En combinant la Cyber Kill Chain et la GRC, les organisations passent d’une logique réactive à une approche prédictive de la cybersécurité.
Demandez une démo personnalisée et découvrez comment Egerie vous accompagne dans la mise en œuvre d’une stratégie de cybersécurité globale et cohérente.
FAQ sur la Cyber Kill Chain
Qu’est-ce que la Cyber Kill Chain en cybersécurité ?
C’est un modèle développé par Lockheed Martin pour décomposer une cyberattaque en 7 étapes, afin de mieux comprendre et stopper les menaces à chaque phase du processus d’intrusion.
À quoi sert la Cyber Kill Chain ?
Elle aide à identifier les points d’intervention possibles pour bloquer une attaque avant qu’elle n’atteigne ses objectifs (vol de données, sabotage, ransomware, espionnage…).
La Kill Chain s’applique-t-elle aux attaques internes ?
La Cyber Kill Chain a été pensée pour les attaques externes, mais ses principes peuvent être adaptés aux menaces internes ou hybrides en ajustant les scénarios.
Comment la Kill Chain aide-t-elle à prévenir les ransomwares ?
En détectant et bloquant les attaques avant la phase d’action (livraison, exploitation, installation), elle empêche souvent le chiffrement des systèmes ou l’exfiltration de données.
Quelle est la différence entre Cyber Kill Chain et MITRE ATT&CK ?
La Cyber Kill Chain décrit les 7 étapes générales d’une attaque classique, tandis que la matrice MITRE ATT&CK répertorie de manière plus détaillée les tactiques et techniques concrètes utilisées par les attaquants. Elle ne suit pas d’ordre linéaire.
Pourquoi la Cyber Kill Chain est-elle importante pour les RSSI ?
La Cyber Kill Chain permet aux RSSI et responsables de la sécurité d’adopter une vision structurée du cycle d’attaque, depuis la reconnaissance jusqu’à l’exfiltration des données.
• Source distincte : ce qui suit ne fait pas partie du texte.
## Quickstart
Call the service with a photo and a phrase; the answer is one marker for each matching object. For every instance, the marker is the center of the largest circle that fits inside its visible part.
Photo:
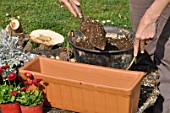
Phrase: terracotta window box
(86, 88)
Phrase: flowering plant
(9, 87)
(30, 97)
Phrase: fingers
(76, 2)
(142, 46)
(136, 47)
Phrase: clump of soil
(95, 33)
(121, 43)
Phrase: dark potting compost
(118, 50)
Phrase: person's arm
(147, 26)
(69, 6)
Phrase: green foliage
(5, 96)
(50, 14)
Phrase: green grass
(49, 14)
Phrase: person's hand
(145, 31)
(69, 6)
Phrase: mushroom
(46, 37)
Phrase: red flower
(34, 81)
(20, 78)
(36, 84)
(1, 70)
(12, 76)
(39, 79)
(27, 83)
(5, 67)
(23, 89)
(28, 74)
(14, 93)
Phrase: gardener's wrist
(155, 10)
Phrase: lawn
(50, 14)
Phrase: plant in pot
(30, 96)
(9, 90)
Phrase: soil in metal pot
(94, 37)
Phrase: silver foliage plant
(10, 53)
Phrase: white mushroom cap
(47, 37)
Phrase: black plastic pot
(112, 58)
En cartographiant chaque phase d’une intrusion, les RSSI peuvent identifier les points de détection et d’intervention les plus efficaces, prioriser les mesures de protection et piloter la sécurité dans une logique de gestion des risques.
Ce modèle facilite également la communication entre les équipes techniques et la direction, en traduisant les incidents cyber en enjeux stratégiques et métiers.
Comment adapter la Kill Chain aux environnements cloud et SaaS ?
Les environnements cloud et SaaS exigent une adaptation du modèle traditionnel de la Cyber Kill Chain, car les frontières réseau y sont plus diffuses et la responsabilité de la sécurité est partagée entre le fournisseur et l’entreprise.
Pour être efficace, la Kill Chain doit intégrer des éléments spécifiques :
- la surveillance des identités et des accès (IAM, MFA, Zero Trust) ;
- la cartographie des flux de données inter-applications ;
- le monitoring des configurations cloud pour détecter les erreurs ou failles d’exposition ;
- et la corrélation des alertes issues des plateformes SaaS via des outils SIEM ou XDR.
Cette adaptation permet de conserver les bénéfices analytiques du modèle tout en tenant compte des réalités opérationnelles du cloud computing moderne.